The Same Old Questions

The FDA, I hear, has decided that cloned beef, pork, and goat is fit for human consumption and can be sold without any special labels. This has gotten some people quite upset, and I'm not quite sure why. Maybe there's chemicals involved, or something like that.

Now, I admit there's something of an "eww" factor, but there has to be more to it than that. We've been cloning plants for years, eons even, and I've never heard so much of a peep about that. My grandmother, a saintly woman if ever I knew one, would regularly go on walks around the neighborhood, collecting "slips" from plants she wanted to grown. Once she got them back here, in a few months we'd have a genetically identical plant growing in our own yard.

Okay, maybe the neighbors could complain about that, but they never did. They never caught her, either, which may have something to do with it.

As to these cloned animals, I should admit that I'm no rancher. Nor am I a biologist or dietitian. I have, however, seen my fair share of ads, movies, and TV shows where they show those fast-talking auctioneers, the kind they have at cattle and sheep auctions. I once spent an afternoon in a sheep tent at a county fair where I learned that the 4-H kids use Woolite to wash their sheep, but I'm not sure that's relevant here.

These cloned cattle, for instance, go for around five to ten thousand a pop, which I don't think is cheap.

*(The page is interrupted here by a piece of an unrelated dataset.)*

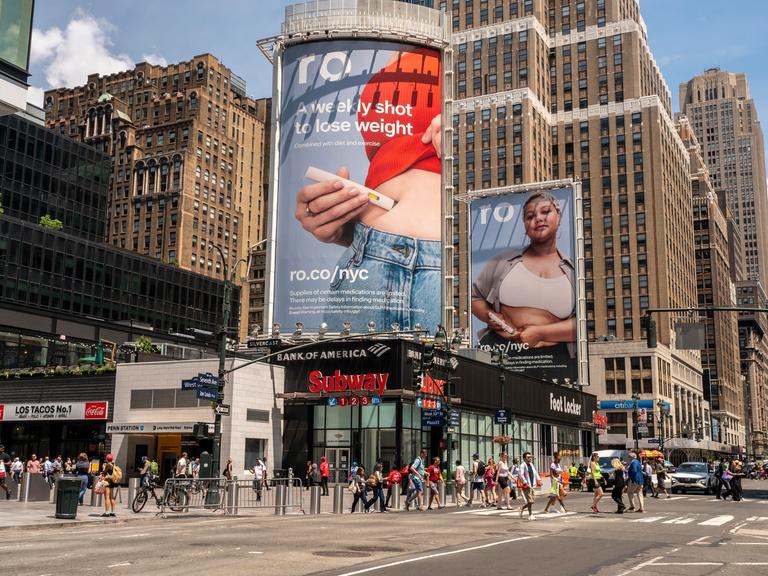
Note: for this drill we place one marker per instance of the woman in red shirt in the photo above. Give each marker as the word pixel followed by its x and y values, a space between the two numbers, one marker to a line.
pixel 435 479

There's no reason to believe, now, anyway, that anyone is going to be buying any cloned steer and slaughtering it, not for that initial cost. I have no idea what a calf usually goes for, but I doubt it's this kind of serious money.

What I'm suspecting is that the animals chosen for cloning are especially good at producing milk, impregnating, or something like that. Or, they could have especially supple hides. What I'm guessing the market for these cloned animals is, is to have them in the herd. I expect they cost about as much to raise as a normally produced calf, so there's no reason for any rancher to buy one at, say, ten times the cost of a normal calf just to slaughter it.

Even if they were, I'm not sure I should care. Last I knew, cloning wasn't some sort of Frankenstein process. It's more of an in vitro fertilization type thing, with DNA pushed into some cell that's later implanted in some womb.

The one thing it isn't is Soylent Green, but a lot of people are acting as if it were.